Metabolite RampDB Bridge

Overview

The METABOLITE_RAMPDB_BRIDGE action integrates with the RampDB API to perform external database lookups for metabolite identifiers. This action is typically used in Stage 3 of the progressive metabolomics pipeline to leverage RampDB’s comprehensive metabolite mapping capabilities.

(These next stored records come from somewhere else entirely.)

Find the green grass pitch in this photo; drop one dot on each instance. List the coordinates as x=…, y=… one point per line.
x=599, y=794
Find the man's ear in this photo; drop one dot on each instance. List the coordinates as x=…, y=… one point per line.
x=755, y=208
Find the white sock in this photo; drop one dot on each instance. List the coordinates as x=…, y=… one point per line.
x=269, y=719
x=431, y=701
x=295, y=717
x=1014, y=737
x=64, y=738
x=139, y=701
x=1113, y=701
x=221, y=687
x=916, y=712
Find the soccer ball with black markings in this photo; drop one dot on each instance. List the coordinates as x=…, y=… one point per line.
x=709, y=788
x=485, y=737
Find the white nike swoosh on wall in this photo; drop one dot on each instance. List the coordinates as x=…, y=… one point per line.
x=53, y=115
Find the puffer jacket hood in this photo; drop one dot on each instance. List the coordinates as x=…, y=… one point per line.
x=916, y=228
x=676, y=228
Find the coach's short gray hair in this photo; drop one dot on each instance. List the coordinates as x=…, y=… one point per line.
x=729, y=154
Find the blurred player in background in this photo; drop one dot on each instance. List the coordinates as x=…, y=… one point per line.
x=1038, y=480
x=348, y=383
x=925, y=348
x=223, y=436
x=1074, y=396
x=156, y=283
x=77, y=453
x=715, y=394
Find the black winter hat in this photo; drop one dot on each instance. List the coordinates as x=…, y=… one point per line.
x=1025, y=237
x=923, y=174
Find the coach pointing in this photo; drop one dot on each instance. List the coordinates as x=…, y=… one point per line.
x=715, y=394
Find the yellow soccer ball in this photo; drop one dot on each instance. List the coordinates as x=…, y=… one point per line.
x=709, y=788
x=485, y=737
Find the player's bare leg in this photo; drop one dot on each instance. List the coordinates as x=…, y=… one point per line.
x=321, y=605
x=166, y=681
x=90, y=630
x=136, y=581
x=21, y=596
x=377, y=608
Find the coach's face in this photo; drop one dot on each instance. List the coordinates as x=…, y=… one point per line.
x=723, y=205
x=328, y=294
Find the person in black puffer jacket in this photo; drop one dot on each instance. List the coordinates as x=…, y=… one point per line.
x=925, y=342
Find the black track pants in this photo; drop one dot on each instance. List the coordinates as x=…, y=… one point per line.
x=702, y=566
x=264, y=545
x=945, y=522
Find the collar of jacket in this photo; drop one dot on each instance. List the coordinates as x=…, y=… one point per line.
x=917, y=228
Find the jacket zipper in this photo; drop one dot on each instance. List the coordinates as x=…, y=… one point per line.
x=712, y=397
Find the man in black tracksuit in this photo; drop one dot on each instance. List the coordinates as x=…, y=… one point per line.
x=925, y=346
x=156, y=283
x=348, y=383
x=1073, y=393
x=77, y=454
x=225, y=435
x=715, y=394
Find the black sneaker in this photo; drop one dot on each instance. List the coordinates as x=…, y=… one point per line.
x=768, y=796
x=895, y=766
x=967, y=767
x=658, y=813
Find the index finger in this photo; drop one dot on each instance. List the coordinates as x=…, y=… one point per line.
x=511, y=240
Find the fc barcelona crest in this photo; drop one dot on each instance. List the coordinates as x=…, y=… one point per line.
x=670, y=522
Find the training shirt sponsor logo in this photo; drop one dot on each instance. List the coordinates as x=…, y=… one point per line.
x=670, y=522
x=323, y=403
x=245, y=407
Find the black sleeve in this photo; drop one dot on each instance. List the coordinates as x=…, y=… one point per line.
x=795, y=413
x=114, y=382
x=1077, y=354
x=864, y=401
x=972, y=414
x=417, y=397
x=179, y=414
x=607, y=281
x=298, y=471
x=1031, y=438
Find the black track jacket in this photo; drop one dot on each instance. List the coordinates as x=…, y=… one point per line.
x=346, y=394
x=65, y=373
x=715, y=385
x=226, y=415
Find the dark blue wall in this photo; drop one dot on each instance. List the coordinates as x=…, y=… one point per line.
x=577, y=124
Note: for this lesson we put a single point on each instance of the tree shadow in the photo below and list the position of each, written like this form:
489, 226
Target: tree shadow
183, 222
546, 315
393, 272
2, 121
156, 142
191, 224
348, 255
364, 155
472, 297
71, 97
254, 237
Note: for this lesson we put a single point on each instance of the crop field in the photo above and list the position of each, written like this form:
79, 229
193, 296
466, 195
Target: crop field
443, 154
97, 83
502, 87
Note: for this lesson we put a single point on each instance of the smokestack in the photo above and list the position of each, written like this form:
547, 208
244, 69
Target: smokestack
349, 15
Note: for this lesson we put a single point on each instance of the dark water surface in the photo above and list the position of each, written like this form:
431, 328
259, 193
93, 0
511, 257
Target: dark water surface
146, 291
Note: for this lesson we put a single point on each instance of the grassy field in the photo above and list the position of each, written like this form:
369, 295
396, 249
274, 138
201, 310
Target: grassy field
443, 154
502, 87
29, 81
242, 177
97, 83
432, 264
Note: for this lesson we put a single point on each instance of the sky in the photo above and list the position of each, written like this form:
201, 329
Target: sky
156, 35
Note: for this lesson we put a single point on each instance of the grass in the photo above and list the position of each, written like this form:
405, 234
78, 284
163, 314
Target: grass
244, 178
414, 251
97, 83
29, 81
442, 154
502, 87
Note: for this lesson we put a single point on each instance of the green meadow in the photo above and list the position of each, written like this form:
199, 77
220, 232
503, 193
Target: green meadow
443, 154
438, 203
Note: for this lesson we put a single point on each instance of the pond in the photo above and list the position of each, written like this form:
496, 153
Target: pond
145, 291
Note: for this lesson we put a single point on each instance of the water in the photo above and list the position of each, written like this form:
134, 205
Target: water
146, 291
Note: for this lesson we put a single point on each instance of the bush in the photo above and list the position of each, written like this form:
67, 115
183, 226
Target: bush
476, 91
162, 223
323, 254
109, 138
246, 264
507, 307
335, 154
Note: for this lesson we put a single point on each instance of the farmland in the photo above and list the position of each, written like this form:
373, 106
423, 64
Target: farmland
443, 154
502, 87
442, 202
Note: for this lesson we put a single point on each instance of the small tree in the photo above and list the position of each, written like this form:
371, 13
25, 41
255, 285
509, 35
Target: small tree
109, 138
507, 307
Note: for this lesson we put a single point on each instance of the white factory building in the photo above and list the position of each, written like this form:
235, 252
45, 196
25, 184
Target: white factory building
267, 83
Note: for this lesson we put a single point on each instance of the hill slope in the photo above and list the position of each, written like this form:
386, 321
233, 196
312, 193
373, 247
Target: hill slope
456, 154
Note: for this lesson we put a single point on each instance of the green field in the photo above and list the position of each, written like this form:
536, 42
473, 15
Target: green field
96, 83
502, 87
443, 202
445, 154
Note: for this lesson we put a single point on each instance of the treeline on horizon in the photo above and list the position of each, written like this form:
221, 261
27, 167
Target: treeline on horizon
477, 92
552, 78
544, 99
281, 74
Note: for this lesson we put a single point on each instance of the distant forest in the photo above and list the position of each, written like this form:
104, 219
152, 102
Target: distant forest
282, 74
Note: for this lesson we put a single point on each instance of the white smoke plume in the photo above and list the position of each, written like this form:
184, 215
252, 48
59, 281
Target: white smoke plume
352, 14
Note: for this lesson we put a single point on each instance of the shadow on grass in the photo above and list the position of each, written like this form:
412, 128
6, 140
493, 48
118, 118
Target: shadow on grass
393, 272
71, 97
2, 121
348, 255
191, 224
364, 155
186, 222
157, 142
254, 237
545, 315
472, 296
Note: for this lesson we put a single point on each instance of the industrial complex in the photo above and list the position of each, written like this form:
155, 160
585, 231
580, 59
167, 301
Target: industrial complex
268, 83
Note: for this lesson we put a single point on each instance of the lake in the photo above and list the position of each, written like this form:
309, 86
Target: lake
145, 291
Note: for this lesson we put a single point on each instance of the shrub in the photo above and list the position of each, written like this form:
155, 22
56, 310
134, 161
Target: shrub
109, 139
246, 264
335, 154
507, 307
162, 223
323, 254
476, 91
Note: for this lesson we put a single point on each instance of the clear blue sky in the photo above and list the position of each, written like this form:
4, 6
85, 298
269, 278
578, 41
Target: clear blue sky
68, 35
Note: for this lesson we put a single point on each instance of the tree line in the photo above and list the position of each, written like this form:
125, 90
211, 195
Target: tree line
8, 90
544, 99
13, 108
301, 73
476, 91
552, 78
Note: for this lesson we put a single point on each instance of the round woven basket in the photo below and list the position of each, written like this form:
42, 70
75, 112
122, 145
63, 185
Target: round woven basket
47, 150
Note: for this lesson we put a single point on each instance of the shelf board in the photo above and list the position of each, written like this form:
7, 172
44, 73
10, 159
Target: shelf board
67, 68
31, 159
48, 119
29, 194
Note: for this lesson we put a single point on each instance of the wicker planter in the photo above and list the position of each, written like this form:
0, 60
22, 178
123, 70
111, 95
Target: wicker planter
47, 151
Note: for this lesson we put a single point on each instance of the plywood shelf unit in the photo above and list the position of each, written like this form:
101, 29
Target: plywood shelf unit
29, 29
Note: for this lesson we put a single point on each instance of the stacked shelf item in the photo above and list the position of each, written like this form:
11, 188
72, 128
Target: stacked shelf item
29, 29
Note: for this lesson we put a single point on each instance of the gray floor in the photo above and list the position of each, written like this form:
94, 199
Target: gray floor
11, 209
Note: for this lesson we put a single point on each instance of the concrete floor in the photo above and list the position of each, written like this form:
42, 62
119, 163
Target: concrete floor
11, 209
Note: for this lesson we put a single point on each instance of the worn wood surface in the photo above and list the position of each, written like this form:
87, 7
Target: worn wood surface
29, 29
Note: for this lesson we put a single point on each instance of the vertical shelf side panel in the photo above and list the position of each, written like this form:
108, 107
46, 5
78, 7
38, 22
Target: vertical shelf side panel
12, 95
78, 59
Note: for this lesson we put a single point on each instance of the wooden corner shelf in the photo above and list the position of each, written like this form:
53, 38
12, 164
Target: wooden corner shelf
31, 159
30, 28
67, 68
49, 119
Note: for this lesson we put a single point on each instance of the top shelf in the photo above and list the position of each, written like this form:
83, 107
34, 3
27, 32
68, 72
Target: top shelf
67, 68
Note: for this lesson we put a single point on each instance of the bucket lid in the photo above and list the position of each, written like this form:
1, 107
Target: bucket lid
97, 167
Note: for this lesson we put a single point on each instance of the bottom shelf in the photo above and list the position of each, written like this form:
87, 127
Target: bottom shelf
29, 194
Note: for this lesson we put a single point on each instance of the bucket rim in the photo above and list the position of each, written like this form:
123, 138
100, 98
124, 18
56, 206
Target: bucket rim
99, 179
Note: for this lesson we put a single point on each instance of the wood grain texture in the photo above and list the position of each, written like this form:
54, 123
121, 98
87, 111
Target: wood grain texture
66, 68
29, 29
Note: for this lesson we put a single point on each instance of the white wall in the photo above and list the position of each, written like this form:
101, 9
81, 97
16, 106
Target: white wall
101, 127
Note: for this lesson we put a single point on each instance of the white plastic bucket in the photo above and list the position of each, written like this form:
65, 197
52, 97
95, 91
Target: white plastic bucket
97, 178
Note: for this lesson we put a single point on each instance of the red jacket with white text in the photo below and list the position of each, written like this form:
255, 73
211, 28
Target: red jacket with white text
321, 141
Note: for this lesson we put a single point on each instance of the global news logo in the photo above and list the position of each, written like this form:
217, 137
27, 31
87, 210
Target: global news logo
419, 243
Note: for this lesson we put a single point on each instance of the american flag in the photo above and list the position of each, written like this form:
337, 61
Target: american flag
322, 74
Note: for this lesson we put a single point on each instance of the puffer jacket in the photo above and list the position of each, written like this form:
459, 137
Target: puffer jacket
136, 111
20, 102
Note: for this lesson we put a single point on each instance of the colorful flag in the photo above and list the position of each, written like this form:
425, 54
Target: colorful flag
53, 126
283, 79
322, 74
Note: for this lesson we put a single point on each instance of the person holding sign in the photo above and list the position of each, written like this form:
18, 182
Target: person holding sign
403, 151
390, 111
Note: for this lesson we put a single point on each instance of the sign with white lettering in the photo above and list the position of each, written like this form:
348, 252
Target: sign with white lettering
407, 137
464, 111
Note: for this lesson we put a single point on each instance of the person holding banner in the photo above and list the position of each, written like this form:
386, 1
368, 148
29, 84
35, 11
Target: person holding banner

RampDB provides cross-references between multiple metabolite databases including HMDB, KEGG, ChEBI, PubChem, and others, making it valuable for resolving identifiers that couldn’t be matched through direct or fuzzy approaches.

Key Features

External API Integration: Real-time queries to RampDB service
Cross-Database Mapping: Maps across HMDB, KEGG, ChEBI, PubChem, and more
Batch Processing: Optimized batch API calls for better performance
Retry Logic: Robust error handling with exponential backoff
Rate Limiting: Respects API rate limits to avoid service disruption

Parameters

Parameter	Type	Required	Description
`input_key`	string	Yes	Key for the input dataset containing metabolite identifiers
`output_key`	string	Yes	Key for the output dataset with RampDB matches
`identifier_column`	string	Yes	Column containing metabolite identifiers to query
`batch_size`	integer	No	Number of identifiers per API call (default: 50)
`timeout`	integer	No	API request timeout in seconds (default: 30)
`max_retries`	integer	No	Maximum retry attempts for failed requests (default: 3)
`target_databases`	list	No	Specific databases to query (default: [“hmdb”, “kegg”, “chebi”])

Performance Metrics

Expected performance for Stage 3 in progressive pipeline:

Coverage Addition: +8-12% over previous stages
Processing Speed: 30-60 seconds for 1,000 metabolites (API dependent)
Success Rate: 90-95% API call success rate
Database Coverage: Access to 15+ metabolite databases

API Rate Limits: - Requests per minute: 60 (varies by RampDB service level) - Concurrent requests: 5 maximum recommended - Daily quota: 10,000 requests (free tier)

Example Usage

YAML Strategy

steps:
  - name: stage3_rampdb_bridge
    action:
      type: METABOLITE_RAMPDB_BRIDGE
      params:
        input_key: stage2_unmatched
        output_key: stage3_matched
        identifier_column: metabolite_name
        batch_size: 25
        timeout: 45
        target_databases: ["hmdb", "kegg", "chebi", "pubchem"]

Python Client

from src.client.client_v2 import BiomapperClient

client = BiomapperClient(base_url="http://localhost:8000")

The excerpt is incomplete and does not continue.